Despite the resounding answer from academics of Michigan State University, others aren’t as convinced on the impending impact of the Biden Administration’s foreign policy apparent gaffes on the midterm elections. When asked about the ties between the Biden Administration’s approach to Afghanistan and Ukraine and the November elections in Michigan, Dr. Krisztina Fehervary, an associate professor at the College of Literature, Science, and the Arts, as well as offering sociocultural courses that complement majors in the Gerald R. Ford School of Public Policy at the University of Michigan stated, “I have no clue how this will affect the election and…anyone who says they do is delusional”.
This skeptical sentiment was echoed by many authors and scholars last fall, many of whom doubted the voracity of the doomsayers who spelled disaster for the Democratic Party due to the fumbled Afghanistan withdrawal.
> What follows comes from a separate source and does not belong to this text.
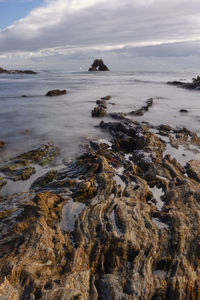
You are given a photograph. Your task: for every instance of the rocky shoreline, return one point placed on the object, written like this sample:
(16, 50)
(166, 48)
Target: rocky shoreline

In an August 2021 piece, author and analyst Nathan L. Gonzales of Rollcall pointed to exit polls that found that foreign policy wasn’t in the top four issues voters thought were the most important in the 2018 or 2020 elections. This apparent irrelevance of foreign policy when the voter reaches Election Day is a historical trend as well, with just 13% of voters calling it the most important issue in 2016, 13% in 2014, and 5% in 2012.
We won’t know for sure how the events unfolding around the globe such as the withdrawal of American troops in Afghanistan and the Russian invasion of Ukraine will impact voters in November, but with foreign policy trending as a more important issue that has affected the cost of everyday goods and services that we all depend on, it is clear that both voters and politicians alike will have their eyes glued to the frontlines in Kyiv and Ukraine.